Les pourparlers relancés à Washington doivent avant tout servir à tester
les intentions d’Israël et le cas échéant lui faire porter la
responsabilité d’un échec, selon experts et responsables palestiniens,
qui leur assignent des objectifs modestes.
Les deux parties ont accepté mardi lors d’une première réunion de tenter
de parvenir à un accord de paix dans les neuf mois, un objectif "à
portée de vue" selon l’Union européenne, mais les Palestiniens se
montrent beaucoup plus dubitatifs.
"A ce stade, il s’agit simplement de préparer les négociations", a
précisé mercredi le négociateur palestinien Yasser Abed Rabbo, à la
radio officielle Voix de la Palestine, alors que la prochaine rencontre
doit avoir lieu dans deux semaines, selon le secrétaire d’État américain
John Kerry.
Les négociations doivent porter sur toutes les questions liées au
"statut final" : le droit au retour pour quelque 5 millions de réfugiés
palestiniens, les frontières d’un futur État palestinien, le sort de
Jérusalem, la question des colonies juives.
"Tout le monde sait que les activités de colonisation continuent, cela
signifie que les négociations sont vouées à l’échec et doivent cesser", a
prévenu M. Abed Rabbo. "Et les Américains en sont parfaitement
conscients, ils devront donc décider s’ils veulent ou non de véritables
négociations".
Israël ne s’est pas engagé à geler la construction de colonies pendant
les négociations —ce qui était une des demandes répétées des
Palestiniens. En revanche, le gouvernement de Benjamin Netanyahu a
accepté de libérer 104 prisonniers palestiniens arrêtés avant les
accords d’Oslo en 1993.
"Ces discussions sont vouées a l’échec, il n’y a aucune chance pour que
ça mène à un accord", affirme le politologue Abdelmajid Soueilem",
estimant que "le but de ces négociations est de faire plaisir aux
Américains".
"C’est le principe même des négociations qui est important pour les
Américains afin de garder un rôle dans la région", explique-t-il.
"L’annonce dimanche de la libération de 104 prisonniers palestiniens
incarcérés avant les accords d’Oslo de 1993 ne suffira pas à amadouer
l’opinion palestinienne ou la convaincre que ces négociations vont
aboutir", ajoute M. Soueilem.
Un avis partagé par un autre expert, Hani Habib, pour qui "la rue
palestinienne ne se sent pas concernée par la reprise des négociations".

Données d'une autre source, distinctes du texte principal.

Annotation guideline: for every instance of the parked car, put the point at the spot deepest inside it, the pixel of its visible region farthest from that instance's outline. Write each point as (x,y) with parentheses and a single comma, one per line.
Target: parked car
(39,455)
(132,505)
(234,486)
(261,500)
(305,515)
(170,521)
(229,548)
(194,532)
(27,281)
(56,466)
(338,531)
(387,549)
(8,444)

Selon lui, "ces prisonniers auraient dû être libérés après la signature
des accords d’Oslo, il y a 20 ans, donc cela ne peut pas être considéré
comme une faveur exceptionnelle en échange d’un retour aux
négociations".
De son côté, Samir Awad, professeur de science politique à l’Université
de Bir Zeït, juge que la libération des prisonniers est "le fait des
pressions américaines mais ce n’est pas suffisant pour assurer le succès
des discussions".
"Le peuple palestinien ne se sent pas partie prenante du processus de
paix et a appris la reprise de négociations par la presse, pas par les
dirigeants palestiniens", remarque-t-il.
"L’opinion publique palestinienne ne pense pas que ces négociations sont
dans l’intérêt du peuple palestinien mais uniquement le fruit des
pressions américaines", souligne juge Hani Habib.
Plus de deux tiers des Palestiniens (69%) jugent faibles ou nulles les
chances de création dans les cinq ans d’un État palestinien à côté
d’Israël, selon un sondage réalisé à la mi-juin.
En outre, si une majorité absolue de Palestiniens (53%) soutient une
solution à deux États, 58% des Palestiniens considèrent qu’elle n’est
plus viable.
Les experts jugent que la direction palestinienne doit surtout s’assurer
qu’en cas d’échec, la faute en retombe sur le gouvernement israélien.
"Israël n’est pas prêt à la paix", affirme M. Soueilem, rappelant la
très forte opposition à un État palestinien au sein même du gouvernement
israélien, où le lobby de la colonisation a rarement été aussi
puissant.
Le gouvernement d’"Israël ne pourra pas affronter le puissant lobby
pro-colons", prédit Samir Awad. "Mais il est important qu’il en arrive à
ce point là". Israël "devra alors assumer la responsabilité" de l’échec
des pourparlers".
Lancé le 19 décembre 2011, "Si Proche Orient" est un blog d'information internationale. Sa mission est de couvrir l’actualité du Moyen-Orient et de l'Afrique du Nord avec un certain regard et de véhiculer partout dans le monde un point de vue pouvant amener au débat. "Si Proche Orient" porte sur l’actualité internationale de cette région un regard fait de diversité des opinions, de débats contradictoires et de confrontation des points de vue.Il propose un décryptage approfondi de l’actualité .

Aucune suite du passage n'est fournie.